Davin examined every issue of every science fiction and fantasy magazine published in the US between 1926 and 1965, looking for women writers. First he limited himself to magazines that were devoted to either science fiction or fantasy (and admits there were women who published science fiction and fantasy in general fiction magazines that aren’t included in his count). Second, he only counted authors who could be verified as female. Any author with a gender neutral byline or who used initials who couldn’t be verified as female weren’t included.
Davin goes into detail in his chapters, describing and/or quoting some of the authors at length. He also conveniently provides tables and summary figures in Appendices. From 1926-1949, 65 female authors published 288 stories in 20 magazines (i.e., all of the genre magazines of the period), From 1950-1960 another 138 female authors joined the field, for a total of 203 women writers who together published a total of 922 stories.

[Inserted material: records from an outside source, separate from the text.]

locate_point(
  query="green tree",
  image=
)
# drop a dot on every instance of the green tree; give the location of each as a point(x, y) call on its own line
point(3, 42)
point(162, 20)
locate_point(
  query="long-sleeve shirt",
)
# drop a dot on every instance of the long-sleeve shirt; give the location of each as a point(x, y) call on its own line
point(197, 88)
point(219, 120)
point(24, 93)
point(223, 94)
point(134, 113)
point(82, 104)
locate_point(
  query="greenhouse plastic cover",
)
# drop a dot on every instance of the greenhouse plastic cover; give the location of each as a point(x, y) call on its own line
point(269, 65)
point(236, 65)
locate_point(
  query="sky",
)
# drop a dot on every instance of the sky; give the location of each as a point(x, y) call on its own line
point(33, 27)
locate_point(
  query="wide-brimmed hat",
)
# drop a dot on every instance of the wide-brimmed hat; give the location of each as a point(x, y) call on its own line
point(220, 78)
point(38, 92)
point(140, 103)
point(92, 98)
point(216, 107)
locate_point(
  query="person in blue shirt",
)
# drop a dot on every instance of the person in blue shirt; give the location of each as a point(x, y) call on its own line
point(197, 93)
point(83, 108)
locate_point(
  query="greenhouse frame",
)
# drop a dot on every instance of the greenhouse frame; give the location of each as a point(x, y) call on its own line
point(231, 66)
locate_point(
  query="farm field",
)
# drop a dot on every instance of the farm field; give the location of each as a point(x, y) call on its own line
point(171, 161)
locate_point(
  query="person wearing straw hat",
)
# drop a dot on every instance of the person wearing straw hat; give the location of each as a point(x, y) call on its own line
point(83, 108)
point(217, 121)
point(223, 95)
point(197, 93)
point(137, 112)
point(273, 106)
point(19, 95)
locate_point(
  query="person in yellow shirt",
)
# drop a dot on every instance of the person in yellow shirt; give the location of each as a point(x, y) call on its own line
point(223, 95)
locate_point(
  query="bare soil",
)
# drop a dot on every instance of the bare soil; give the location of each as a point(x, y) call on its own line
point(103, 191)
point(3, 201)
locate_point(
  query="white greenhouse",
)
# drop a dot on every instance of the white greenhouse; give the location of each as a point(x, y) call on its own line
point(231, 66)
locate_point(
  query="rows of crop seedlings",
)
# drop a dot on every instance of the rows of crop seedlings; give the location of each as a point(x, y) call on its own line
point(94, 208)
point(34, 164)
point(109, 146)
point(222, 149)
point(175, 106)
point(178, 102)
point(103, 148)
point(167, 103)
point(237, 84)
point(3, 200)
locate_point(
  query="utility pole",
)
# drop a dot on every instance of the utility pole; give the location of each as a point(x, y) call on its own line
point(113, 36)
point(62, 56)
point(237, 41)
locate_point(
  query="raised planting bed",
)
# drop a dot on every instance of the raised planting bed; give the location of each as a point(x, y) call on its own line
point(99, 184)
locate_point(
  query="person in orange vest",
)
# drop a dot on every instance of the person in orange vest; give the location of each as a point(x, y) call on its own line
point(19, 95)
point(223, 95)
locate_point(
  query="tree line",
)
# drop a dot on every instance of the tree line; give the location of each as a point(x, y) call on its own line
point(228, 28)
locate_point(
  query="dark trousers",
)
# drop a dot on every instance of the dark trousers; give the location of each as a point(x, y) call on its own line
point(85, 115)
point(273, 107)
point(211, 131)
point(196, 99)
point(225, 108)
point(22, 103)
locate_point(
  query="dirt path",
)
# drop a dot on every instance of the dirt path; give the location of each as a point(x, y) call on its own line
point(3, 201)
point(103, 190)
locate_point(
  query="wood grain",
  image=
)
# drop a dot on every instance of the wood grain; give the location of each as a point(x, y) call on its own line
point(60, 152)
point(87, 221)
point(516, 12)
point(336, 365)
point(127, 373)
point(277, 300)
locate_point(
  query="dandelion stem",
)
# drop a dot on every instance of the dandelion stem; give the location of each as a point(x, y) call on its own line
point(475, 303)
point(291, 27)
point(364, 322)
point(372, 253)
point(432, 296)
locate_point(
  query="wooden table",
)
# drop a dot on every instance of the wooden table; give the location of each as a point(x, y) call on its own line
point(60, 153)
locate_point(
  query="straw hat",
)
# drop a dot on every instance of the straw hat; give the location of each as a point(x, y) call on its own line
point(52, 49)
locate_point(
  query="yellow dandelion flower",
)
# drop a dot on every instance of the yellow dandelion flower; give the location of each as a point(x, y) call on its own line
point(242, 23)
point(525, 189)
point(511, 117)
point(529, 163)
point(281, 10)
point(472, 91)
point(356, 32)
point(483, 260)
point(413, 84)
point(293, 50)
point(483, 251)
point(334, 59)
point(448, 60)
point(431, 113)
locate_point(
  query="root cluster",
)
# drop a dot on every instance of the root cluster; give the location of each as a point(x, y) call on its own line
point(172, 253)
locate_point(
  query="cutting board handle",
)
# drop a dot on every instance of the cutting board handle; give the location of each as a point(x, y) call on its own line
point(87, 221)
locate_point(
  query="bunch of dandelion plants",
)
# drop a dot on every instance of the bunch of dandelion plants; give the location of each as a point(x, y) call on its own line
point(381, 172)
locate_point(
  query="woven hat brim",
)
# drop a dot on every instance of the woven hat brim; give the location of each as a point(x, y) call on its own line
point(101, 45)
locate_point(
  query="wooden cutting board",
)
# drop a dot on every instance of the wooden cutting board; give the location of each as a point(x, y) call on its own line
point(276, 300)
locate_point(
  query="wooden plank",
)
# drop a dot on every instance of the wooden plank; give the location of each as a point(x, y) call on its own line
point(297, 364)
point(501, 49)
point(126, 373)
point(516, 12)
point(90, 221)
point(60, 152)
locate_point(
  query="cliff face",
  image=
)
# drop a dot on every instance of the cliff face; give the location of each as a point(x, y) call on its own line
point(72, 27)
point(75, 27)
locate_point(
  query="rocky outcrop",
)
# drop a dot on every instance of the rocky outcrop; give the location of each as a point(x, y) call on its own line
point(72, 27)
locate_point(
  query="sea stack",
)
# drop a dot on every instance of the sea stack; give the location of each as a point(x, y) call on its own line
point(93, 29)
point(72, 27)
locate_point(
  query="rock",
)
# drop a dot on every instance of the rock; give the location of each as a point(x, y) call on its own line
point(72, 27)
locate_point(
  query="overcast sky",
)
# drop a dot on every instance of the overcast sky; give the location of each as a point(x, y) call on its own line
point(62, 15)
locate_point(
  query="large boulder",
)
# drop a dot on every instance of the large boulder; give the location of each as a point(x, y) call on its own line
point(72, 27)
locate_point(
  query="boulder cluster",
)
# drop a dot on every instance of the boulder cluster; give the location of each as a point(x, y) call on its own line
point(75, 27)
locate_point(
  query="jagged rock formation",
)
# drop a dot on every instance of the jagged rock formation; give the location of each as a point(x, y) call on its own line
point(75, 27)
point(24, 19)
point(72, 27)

These figures don’t include women who published in Weird Tales. In The Unique Magazine, 127 known women writers published 365 short stories and serials, or 13.45% of the fiction. These figures do not include female poetry authors (63, or 40% of the poets), nor do they include authors of indeterminate gender.
Now that is how you go about testing a claim — set up the most restrictive accurate definition you can manage, exclude neutral or unverifiable possibilities, and separate out borderline cases especially when they’re very strong examples.